Controlli e liti

L’induttivo puro esclude il raddoppio dei termini

di Fabrizio Cancelliere e Gabriele Ferlito

L’accertamento induttivo puro, fondato su presunzioni semplici, esclude il ricorso al raddoppio dei termini, perché l’obbligo di denuncia (articolo 331 del Codice penale) sussiste solo in presenza di indizi di reato aventi i requisiti di gravità, precisione e concordanza. Inoltre, nel contesto di una ripresa effettuata sul socio di una società a ristretta base azionaria, a titolo di utili distribuiti extra-contabilmente, la definitività dell’accertamento societario non impedisce al socio di dimostrare che il reddito contestato alla società non corrisponde a quello reale. Sono questi i principi affermati dalla Ctp Parma 412/3/2017 (presidente Mari, relatore Bandini).

Nel 2013 vengono emessi due avvisi di accertamento nei confronti del socio di una Srl, per gli anni 2007 e 2009. Gli vengono imputati, a titolo di utili distribuiti extra-contabilmente, maggiori redditi derivanti da una rettifica effettuata nei confronti della società tramite accertamento induttivo, conseguente all’omessa presentazione della dichiarazione dei redditi.

La società non ha impugnato gli avvisi emessi nei propri confronti. Il socio, invece, impugna gli avvisi “personali”: con riferimento al 2007 lamenta la tardività dell’azione dell’ufficio (che sarebbe dovuta avvenire entro il 31 dicembre 2012); in relazione al 2009, documenta che nell’accertamento societario l’ufficio non ha tenuto conto di una moltitudine di costi inerenti (costi del personale, contributi previdenziali, spese per fornitori, e così via).

L’amministrazione replica: in relazione al 2007, è stata presentata denuncia penale per dichiarazione infedele, pertanto si applica il raddoppio dei termini; in relazione al 2009, l’accertamento societario è divenuto definitivo per mancata impugnazione, per cui nulla può essere ora opposto dal socio.

Entrambe le motivazioni del contribuente vengono accolte dai giudici. La Ctp ritiene illegittimo il ricorso dell’ufficio al raddoppio dei termini per l’anno 2007: la notizia di reato che innesca il raddoppio può sì derivare da un ragionamento basato su presunzioni, purché queste siano gravi, precise e concordanti, coerentemente con i criteri che presiedono alla valutazione della prova nel processo penale (articolo 192 Codice di procedura penale). Nel caso in esame questi requisiti non si riscontrano, perché l’accertamento richiama l’articolo 39, comma 2, Dpr 600/73 (accertamento induttivo puro), che si basa su presunzioni semplici, così come l’ipotizzata distribuzione dell’utile al socio fondata sulla sola ristretta base societaria.

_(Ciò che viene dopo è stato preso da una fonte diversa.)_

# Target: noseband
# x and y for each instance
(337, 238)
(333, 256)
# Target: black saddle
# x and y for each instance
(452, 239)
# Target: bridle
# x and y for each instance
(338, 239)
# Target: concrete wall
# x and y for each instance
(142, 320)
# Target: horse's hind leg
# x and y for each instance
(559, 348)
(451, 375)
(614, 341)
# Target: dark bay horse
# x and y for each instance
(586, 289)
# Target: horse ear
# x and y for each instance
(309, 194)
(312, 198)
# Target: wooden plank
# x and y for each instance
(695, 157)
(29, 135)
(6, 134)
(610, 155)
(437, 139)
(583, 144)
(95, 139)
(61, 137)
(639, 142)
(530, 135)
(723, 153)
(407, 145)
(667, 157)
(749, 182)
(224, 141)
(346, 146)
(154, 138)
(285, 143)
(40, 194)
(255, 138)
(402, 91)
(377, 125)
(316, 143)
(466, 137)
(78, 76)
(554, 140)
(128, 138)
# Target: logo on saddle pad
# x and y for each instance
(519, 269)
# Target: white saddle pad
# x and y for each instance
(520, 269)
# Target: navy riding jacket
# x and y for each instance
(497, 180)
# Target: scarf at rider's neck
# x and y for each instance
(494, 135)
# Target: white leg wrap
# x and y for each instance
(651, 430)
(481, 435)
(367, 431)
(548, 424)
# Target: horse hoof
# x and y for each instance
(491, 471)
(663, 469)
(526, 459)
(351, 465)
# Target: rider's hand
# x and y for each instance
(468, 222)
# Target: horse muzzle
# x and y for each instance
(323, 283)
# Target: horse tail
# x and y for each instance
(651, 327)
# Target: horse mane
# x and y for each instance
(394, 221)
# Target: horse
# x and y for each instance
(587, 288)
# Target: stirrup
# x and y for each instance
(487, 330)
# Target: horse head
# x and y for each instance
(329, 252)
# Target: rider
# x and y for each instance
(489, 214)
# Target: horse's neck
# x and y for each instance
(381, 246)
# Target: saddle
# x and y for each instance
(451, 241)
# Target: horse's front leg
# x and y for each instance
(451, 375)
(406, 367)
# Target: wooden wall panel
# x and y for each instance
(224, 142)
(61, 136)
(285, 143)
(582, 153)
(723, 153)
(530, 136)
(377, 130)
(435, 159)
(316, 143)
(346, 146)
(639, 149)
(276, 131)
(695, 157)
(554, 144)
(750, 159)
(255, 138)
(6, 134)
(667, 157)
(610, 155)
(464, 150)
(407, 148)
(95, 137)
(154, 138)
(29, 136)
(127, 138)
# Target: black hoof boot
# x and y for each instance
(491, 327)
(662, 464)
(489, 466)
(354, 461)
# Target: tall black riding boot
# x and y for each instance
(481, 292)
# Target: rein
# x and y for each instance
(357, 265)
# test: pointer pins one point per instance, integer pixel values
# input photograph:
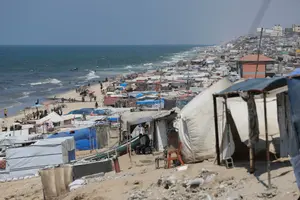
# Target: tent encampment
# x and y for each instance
(196, 124)
(53, 117)
(28, 160)
(85, 138)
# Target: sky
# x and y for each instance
(135, 22)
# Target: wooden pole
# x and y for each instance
(258, 51)
(267, 142)
(216, 130)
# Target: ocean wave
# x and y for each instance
(128, 67)
(26, 94)
(47, 81)
(91, 75)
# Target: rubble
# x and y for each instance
(206, 186)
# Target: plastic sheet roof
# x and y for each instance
(256, 86)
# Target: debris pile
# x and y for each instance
(205, 186)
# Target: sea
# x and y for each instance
(28, 73)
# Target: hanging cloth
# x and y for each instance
(252, 116)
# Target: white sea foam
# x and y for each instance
(91, 75)
(47, 81)
(128, 67)
(26, 94)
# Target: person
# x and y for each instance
(5, 112)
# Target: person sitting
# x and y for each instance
(144, 146)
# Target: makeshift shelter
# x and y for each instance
(85, 138)
(52, 117)
(28, 160)
(158, 124)
(195, 124)
(152, 103)
(247, 90)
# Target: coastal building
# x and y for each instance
(247, 66)
(277, 30)
(296, 28)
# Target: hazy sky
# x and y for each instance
(135, 21)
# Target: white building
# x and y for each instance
(296, 28)
(277, 30)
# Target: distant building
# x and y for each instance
(296, 28)
(288, 30)
(277, 30)
(247, 66)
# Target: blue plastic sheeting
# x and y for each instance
(82, 111)
(85, 138)
(139, 95)
(296, 72)
(294, 97)
(101, 111)
(257, 85)
(113, 119)
(150, 102)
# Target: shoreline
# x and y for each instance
(70, 105)
(70, 93)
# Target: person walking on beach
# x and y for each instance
(5, 113)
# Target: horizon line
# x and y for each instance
(106, 44)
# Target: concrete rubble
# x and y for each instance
(206, 186)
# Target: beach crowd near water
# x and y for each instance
(159, 107)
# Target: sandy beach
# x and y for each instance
(139, 180)
(69, 105)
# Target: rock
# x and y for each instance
(210, 178)
(268, 194)
(195, 182)
(159, 182)
(169, 182)
(235, 197)
(136, 182)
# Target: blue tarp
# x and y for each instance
(85, 138)
(123, 84)
(294, 97)
(150, 102)
(257, 85)
(113, 119)
(296, 72)
(81, 111)
(101, 111)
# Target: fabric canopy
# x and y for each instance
(257, 85)
(53, 117)
(294, 97)
(134, 118)
(296, 72)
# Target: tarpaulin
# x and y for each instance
(294, 97)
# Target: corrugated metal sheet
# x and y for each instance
(250, 69)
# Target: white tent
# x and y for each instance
(239, 112)
(28, 160)
(196, 124)
(53, 117)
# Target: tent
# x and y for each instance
(28, 160)
(85, 138)
(53, 117)
(82, 111)
(135, 118)
(196, 124)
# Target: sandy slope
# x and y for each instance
(140, 178)
(71, 106)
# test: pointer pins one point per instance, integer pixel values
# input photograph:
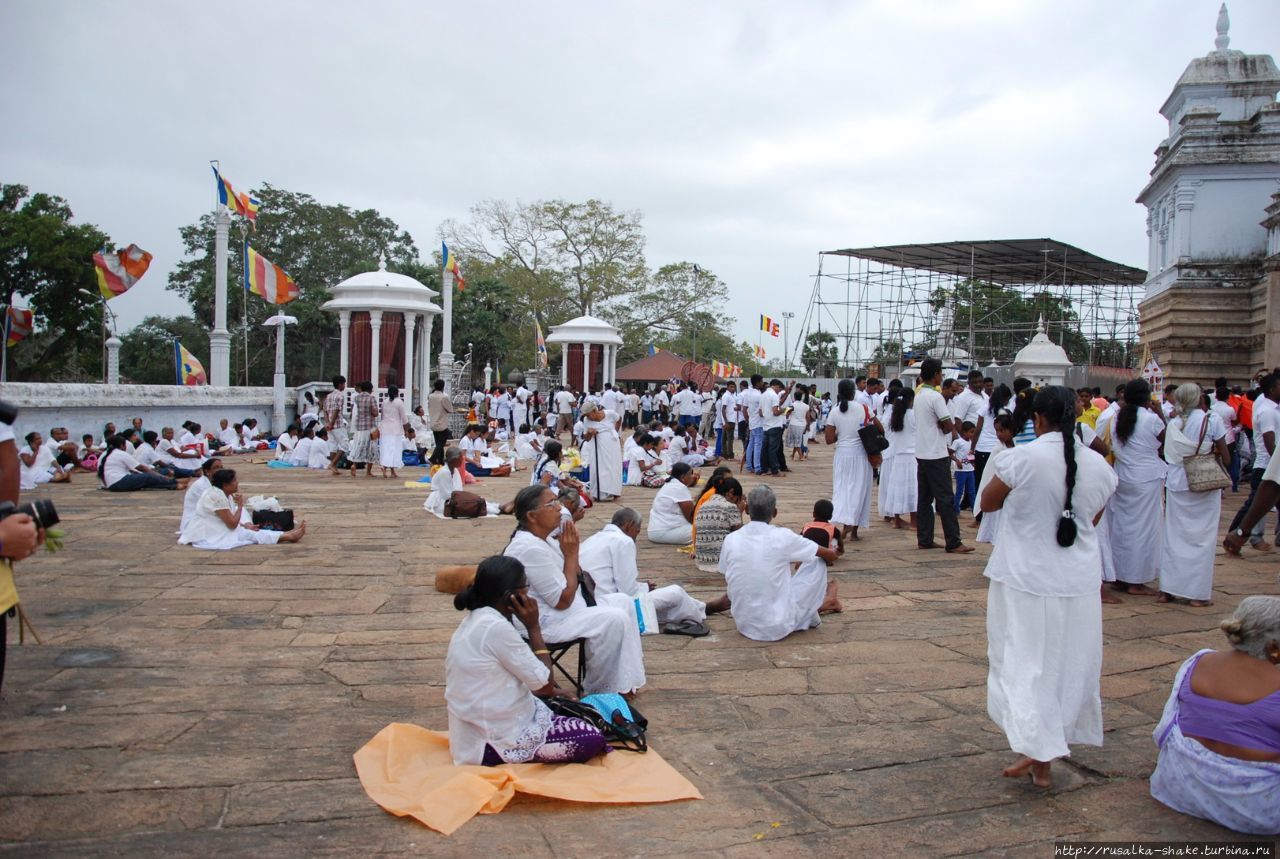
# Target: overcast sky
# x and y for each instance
(750, 135)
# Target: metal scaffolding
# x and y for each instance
(909, 293)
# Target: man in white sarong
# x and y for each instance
(771, 603)
(609, 557)
(602, 451)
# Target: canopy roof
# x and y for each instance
(1015, 261)
(585, 329)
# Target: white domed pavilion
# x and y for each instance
(385, 321)
(1042, 360)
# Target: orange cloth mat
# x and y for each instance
(407, 770)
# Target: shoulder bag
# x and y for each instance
(1203, 471)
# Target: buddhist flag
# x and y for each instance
(265, 279)
(120, 269)
(451, 264)
(191, 371)
(540, 343)
(17, 325)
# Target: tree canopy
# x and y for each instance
(48, 260)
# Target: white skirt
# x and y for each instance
(1043, 685)
(897, 492)
(851, 487)
(1137, 528)
(1191, 542)
(391, 449)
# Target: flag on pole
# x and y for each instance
(238, 204)
(540, 343)
(1151, 371)
(191, 371)
(120, 269)
(451, 264)
(264, 278)
(17, 325)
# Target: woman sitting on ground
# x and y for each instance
(493, 679)
(219, 512)
(122, 473)
(671, 519)
(718, 515)
(615, 659)
(1220, 734)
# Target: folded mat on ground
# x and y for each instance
(408, 771)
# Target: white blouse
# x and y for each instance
(489, 676)
(666, 513)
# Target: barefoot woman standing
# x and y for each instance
(1043, 617)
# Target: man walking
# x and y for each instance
(933, 473)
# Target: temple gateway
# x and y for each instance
(1212, 289)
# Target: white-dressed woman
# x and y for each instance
(1220, 734)
(391, 432)
(615, 659)
(671, 517)
(851, 469)
(1191, 517)
(216, 521)
(1043, 616)
(897, 492)
(1136, 515)
(602, 451)
(492, 679)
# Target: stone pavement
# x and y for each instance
(199, 703)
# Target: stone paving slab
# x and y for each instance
(191, 703)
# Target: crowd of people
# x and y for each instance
(1082, 498)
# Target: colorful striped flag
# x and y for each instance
(17, 325)
(191, 371)
(540, 343)
(265, 279)
(120, 269)
(451, 264)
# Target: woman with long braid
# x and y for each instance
(1136, 516)
(1043, 616)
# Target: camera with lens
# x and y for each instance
(41, 511)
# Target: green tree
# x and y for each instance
(819, 356)
(146, 351)
(48, 260)
(318, 245)
(566, 259)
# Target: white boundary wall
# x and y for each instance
(85, 409)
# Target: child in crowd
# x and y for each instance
(961, 453)
(1005, 433)
(821, 530)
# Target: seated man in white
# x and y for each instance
(39, 464)
(609, 557)
(218, 521)
(615, 661)
(771, 603)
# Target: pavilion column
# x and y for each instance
(344, 348)
(375, 327)
(425, 364)
(410, 324)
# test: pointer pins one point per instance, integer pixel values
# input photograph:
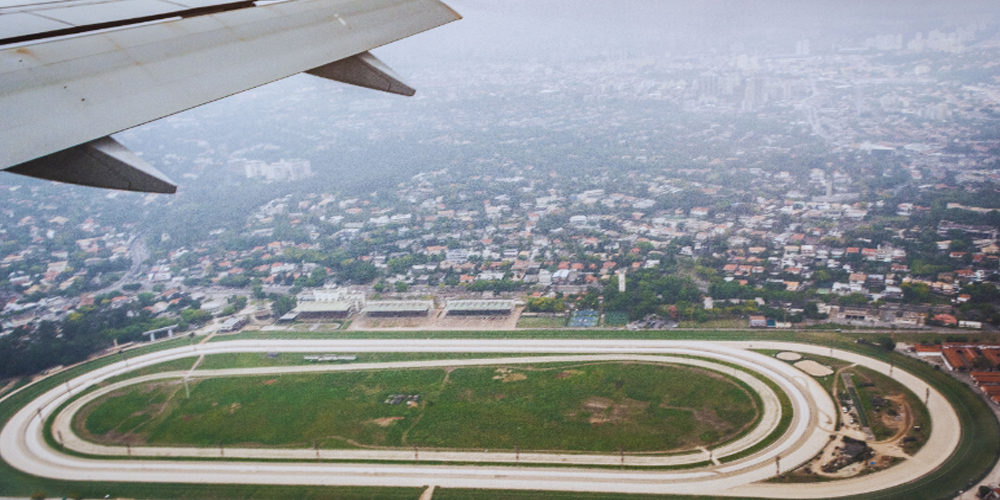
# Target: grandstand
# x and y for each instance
(615, 318)
(584, 318)
(338, 309)
(398, 308)
(479, 307)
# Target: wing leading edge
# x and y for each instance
(62, 98)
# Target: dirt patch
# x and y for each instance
(813, 368)
(384, 422)
(568, 373)
(605, 410)
(708, 417)
(507, 375)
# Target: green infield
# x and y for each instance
(600, 407)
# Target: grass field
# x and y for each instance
(594, 407)
(541, 322)
(977, 451)
(251, 360)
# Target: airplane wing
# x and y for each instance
(73, 72)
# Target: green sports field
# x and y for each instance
(600, 407)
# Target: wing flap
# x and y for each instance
(102, 163)
(60, 93)
(364, 70)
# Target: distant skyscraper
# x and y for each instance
(802, 47)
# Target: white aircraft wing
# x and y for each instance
(73, 72)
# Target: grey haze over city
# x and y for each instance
(823, 172)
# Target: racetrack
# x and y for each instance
(23, 446)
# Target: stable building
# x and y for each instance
(398, 308)
(479, 307)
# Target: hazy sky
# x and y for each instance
(531, 29)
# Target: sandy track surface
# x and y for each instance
(22, 444)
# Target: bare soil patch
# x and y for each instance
(813, 368)
(384, 422)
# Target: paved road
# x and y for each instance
(22, 446)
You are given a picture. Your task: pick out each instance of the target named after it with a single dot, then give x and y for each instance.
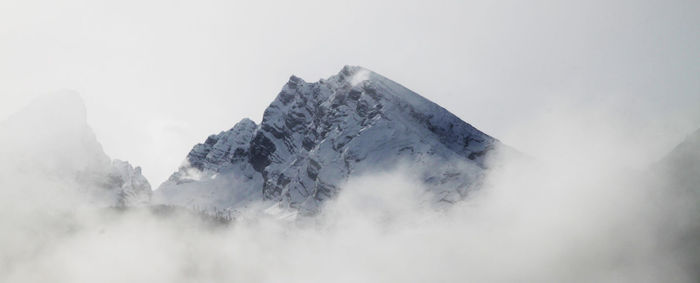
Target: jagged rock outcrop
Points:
(314, 136)
(51, 140)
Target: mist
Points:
(573, 213)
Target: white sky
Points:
(160, 76)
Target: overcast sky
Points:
(159, 76)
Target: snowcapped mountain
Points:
(314, 136)
(51, 141)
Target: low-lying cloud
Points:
(534, 220)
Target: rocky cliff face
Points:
(314, 136)
(50, 140)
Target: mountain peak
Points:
(314, 136)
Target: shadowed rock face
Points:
(314, 136)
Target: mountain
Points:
(314, 136)
(50, 140)
(682, 164)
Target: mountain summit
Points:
(314, 136)
(51, 140)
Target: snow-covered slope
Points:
(50, 141)
(314, 136)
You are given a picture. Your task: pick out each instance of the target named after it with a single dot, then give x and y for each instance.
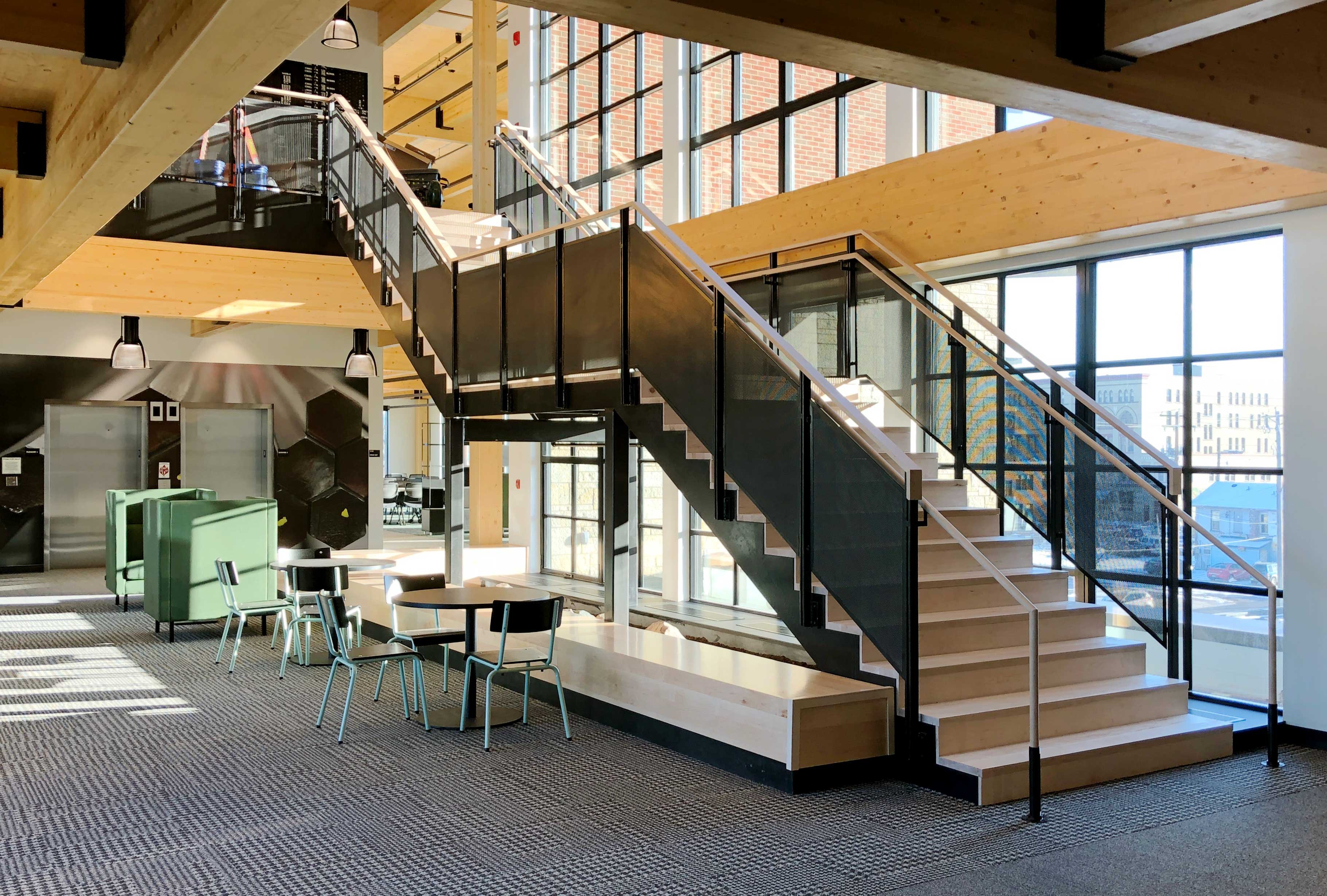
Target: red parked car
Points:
(1228, 573)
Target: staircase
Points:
(903, 601)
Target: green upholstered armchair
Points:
(182, 542)
(125, 534)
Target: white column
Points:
(523, 38)
(676, 157)
(1305, 500)
(905, 123)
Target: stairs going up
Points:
(1102, 716)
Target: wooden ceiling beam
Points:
(115, 130)
(1146, 27)
(1260, 91)
(1045, 186)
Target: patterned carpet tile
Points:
(130, 766)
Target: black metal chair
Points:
(335, 623)
(419, 638)
(522, 618)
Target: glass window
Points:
(815, 145)
(1238, 296)
(1140, 307)
(1041, 313)
(574, 515)
(866, 129)
(716, 579)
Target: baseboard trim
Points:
(698, 747)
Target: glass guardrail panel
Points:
(531, 306)
(862, 537)
(479, 326)
(282, 146)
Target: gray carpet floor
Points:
(133, 766)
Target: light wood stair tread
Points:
(1049, 696)
(981, 577)
(1000, 655)
(980, 614)
(1014, 756)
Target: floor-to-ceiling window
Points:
(649, 502)
(574, 510)
(716, 579)
(761, 127)
(1184, 347)
(603, 109)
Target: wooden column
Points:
(485, 103)
(486, 501)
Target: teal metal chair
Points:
(521, 618)
(230, 579)
(419, 638)
(335, 624)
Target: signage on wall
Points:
(323, 82)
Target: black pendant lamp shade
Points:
(129, 352)
(360, 362)
(341, 34)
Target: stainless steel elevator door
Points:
(227, 451)
(89, 449)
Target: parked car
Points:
(1228, 573)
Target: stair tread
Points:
(936, 543)
(1017, 610)
(996, 655)
(1014, 756)
(976, 577)
(1062, 693)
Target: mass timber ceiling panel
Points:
(128, 276)
(1259, 91)
(113, 130)
(1048, 185)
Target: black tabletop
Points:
(463, 598)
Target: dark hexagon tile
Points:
(339, 518)
(352, 467)
(306, 469)
(293, 519)
(333, 418)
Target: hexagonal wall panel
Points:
(306, 470)
(333, 418)
(339, 518)
(293, 519)
(352, 467)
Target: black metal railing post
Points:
(624, 231)
(416, 347)
(1056, 480)
(959, 399)
(504, 389)
(813, 608)
(1171, 561)
(725, 500)
(560, 397)
(456, 340)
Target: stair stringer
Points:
(834, 652)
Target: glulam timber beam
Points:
(1045, 186)
(1144, 27)
(1259, 91)
(115, 130)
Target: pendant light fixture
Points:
(360, 362)
(341, 34)
(129, 352)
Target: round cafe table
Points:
(352, 565)
(469, 601)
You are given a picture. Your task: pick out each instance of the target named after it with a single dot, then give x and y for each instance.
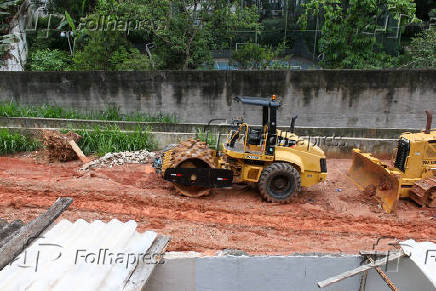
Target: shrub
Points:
(111, 139)
(252, 57)
(423, 50)
(49, 60)
(14, 142)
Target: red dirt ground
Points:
(333, 217)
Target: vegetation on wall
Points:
(11, 143)
(111, 113)
(101, 141)
(423, 50)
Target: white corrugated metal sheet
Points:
(79, 256)
(424, 256)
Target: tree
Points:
(7, 9)
(49, 60)
(184, 32)
(348, 38)
(423, 50)
(253, 57)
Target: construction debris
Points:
(121, 158)
(58, 145)
(79, 152)
(393, 256)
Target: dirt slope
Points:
(332, 217)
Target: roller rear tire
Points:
(278, 182)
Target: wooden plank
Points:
(358, 270)
(9, 231)
(384, 276)
(27, 233)
(141, 274)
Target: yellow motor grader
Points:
(279, 162)
(412, 175)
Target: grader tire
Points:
(278, 182)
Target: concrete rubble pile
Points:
(121, 158)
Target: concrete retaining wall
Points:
(321, 98)
(275, 273)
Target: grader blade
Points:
(371, 174)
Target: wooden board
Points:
(141, 274)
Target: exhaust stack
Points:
(429, 121)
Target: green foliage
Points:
(77, 8)
(98, 51)
(14, 142)
(423, 50)
(50, 60)
(111, 113)
(253, 57)
(346, 40)
(111, 139)
(7, 10)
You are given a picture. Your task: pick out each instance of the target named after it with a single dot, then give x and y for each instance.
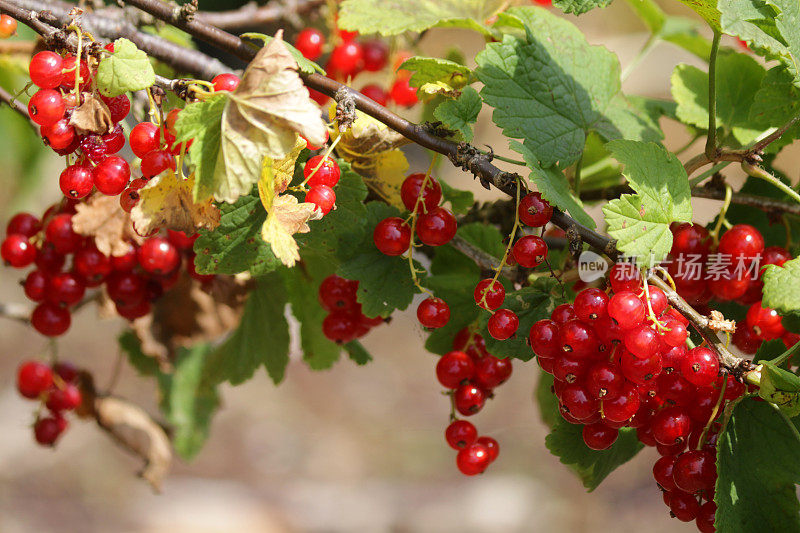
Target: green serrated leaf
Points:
(126, 69)
(591, 466)
(461, 113)
(262, 337)
(373, 270)
(640, 222)
(302, 285)
(780, 387)
(358, 354)
(530, 304)
(758, 468)
(578, 7)
(782, 287)
(201, 121)
(550, 87)
(236, 244)
(554, 187)
(392, 17)
(739, 78)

Per quanto riguarda il 2009, la Ctp richiama la sentenza 170/3/2017 e ribadisce che il socio di società di capitali a ristretta base sociale può contrastare la legittimità dell’accertamento “personale” dimostrando:

sia di non avere mai percepito gli utili extra-contabili;

sia che il reddito ricostruito in capo alla società non corrisponde a quello effettivo.

Nessuno dei due profili può essere ridimensionato, nemmeno in caso di definitività dell’accertamento societario, nel rispetto del diritto di difesa del contribuente.

Così i giudici ricostruiscono il reddito societario alla luce dei costi, originariamente non conteggiati, di cui il socio ha fornito prova.